A table consists of rows and columns. The columns are the more important of the two because the columns define the table's structure.

#### Table Columns

Each table column (sometimes called a *field* or *variable*) stores one piece of information. For example, say you are creating a table to store information about students. You might create separate columns for student ID, first name, last name, major, and GPA. 

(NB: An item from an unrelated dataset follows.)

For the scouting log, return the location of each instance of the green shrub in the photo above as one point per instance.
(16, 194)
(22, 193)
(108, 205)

Note that all data in a column should be of the same type (e.g., text, number), and should contain the same type of data. You should not have separate columns for first and last name and then store the text *"Smith, Jack"* in one column while leaving the other blank.

#### Table Rows

Each table row (sometimes called an *observation* or *record*) stores a complete piece of data. In the student example above, each row will store data for one student.

## Conclusion

Understanding the different types of data – unstructured, semi-structured, and structured – is important as you embark on your data analytics journey. Each type presents unique challenges and opportunities. While unstructured data offers rich contextual information and semi-structured data provides flexibility, structured data, particularly in its tabular form, remains the bedrock for most traditional and modern data analysis techniques. Mastering the organization and manipulation of tabular data is an essential skill for any aspiring data analyst.